Corriere della Sera – Magazine, 10 giugno 2004

Joelle Aubron, ex terrorista del gruppo Action Directe, sta scontando una condanna a vita in un carcere francese e recentemente ha chiesto una sospensione della pena per ragioni di salute: è stata operata di un cancro al cervello e le sue condizioni sono gravi. La scarcerazione non le è stata concessa e sul suo caso si è acceso un dibattito sulla situazione della salute in prigione. È un problema che non riguarda la sola Francia e che concerne ovviamente tanto le donne quanto gli uomini, solo che nel caso delle donne ci sono alcuni elementi di «genere» che rendono la situazione ancora più tragica, e per certi aspetti paradossale.
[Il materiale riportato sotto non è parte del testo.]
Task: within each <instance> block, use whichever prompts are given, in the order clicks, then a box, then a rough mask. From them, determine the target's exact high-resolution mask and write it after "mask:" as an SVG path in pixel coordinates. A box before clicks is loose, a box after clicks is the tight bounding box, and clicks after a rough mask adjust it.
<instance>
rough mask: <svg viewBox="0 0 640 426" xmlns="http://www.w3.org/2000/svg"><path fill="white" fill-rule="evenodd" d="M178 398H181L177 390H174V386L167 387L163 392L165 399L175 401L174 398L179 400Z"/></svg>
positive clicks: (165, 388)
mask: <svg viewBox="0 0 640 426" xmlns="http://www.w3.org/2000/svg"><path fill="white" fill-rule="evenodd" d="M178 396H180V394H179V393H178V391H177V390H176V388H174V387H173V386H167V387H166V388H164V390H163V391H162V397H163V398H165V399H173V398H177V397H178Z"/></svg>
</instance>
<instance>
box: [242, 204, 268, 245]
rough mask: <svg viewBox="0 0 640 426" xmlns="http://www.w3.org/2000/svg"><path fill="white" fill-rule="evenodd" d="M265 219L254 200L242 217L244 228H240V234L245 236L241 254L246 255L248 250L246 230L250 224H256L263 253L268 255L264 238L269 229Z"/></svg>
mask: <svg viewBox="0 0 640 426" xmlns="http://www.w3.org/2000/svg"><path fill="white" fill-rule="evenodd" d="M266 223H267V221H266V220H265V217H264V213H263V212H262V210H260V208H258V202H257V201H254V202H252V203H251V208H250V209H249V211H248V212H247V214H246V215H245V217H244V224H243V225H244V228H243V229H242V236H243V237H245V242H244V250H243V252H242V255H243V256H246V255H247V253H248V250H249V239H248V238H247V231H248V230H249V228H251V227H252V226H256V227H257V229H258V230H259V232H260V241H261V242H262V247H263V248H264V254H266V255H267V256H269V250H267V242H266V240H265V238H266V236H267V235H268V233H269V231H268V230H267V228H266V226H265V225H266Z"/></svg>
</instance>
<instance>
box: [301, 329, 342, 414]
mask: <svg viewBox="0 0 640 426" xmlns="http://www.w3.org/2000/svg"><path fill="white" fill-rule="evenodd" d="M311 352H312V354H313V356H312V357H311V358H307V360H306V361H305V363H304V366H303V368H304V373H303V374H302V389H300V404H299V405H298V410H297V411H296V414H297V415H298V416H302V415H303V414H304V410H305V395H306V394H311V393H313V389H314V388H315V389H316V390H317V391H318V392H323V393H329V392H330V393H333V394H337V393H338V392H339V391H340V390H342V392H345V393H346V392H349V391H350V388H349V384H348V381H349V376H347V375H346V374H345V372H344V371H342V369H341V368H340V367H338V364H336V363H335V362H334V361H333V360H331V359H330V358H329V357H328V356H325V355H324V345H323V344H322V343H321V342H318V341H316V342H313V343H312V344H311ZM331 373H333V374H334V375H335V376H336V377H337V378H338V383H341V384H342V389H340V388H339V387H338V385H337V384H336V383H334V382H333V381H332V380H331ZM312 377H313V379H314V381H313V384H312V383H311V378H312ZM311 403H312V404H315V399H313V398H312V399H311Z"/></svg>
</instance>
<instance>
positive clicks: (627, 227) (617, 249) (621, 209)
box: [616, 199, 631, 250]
Nel 1998 Amnesty International ha lanciato una campagna per le detenute delle prigioni Usa e nel 2002 per quelle dell'ex Unione Sovietica. Nelle due grandi potenze un tempo rivali, le cortesie per le ospiti dei penitenziari sono assolutamente simili. Donne con i ceppi ai piedi fino all'ultimo giorno di gravidanza, costrette a partorire con le manette, madri obbligate ad allattare sulle sedie di costrizione. C'è poi il capitolo che riguarda i traumi indotti da violenze sessuali, contro le quali le detenute non sono in grado di reagire, per paura di ritorsioni o mancanza di interlocutori. Le violenze potrebbero diminuire se a occuparsi delle carcerate fossero agenti donna. In Russia però le autorità non prendono in considerazione tale soluzione e in America non si possono escludere guardie di sesso maschile dai penitenziari femminili. Perché? Per la legge sulle pari opportunità. Un paradosso grottesco che i legislatori non arrivano, o non vogliono arrivare, a vedere.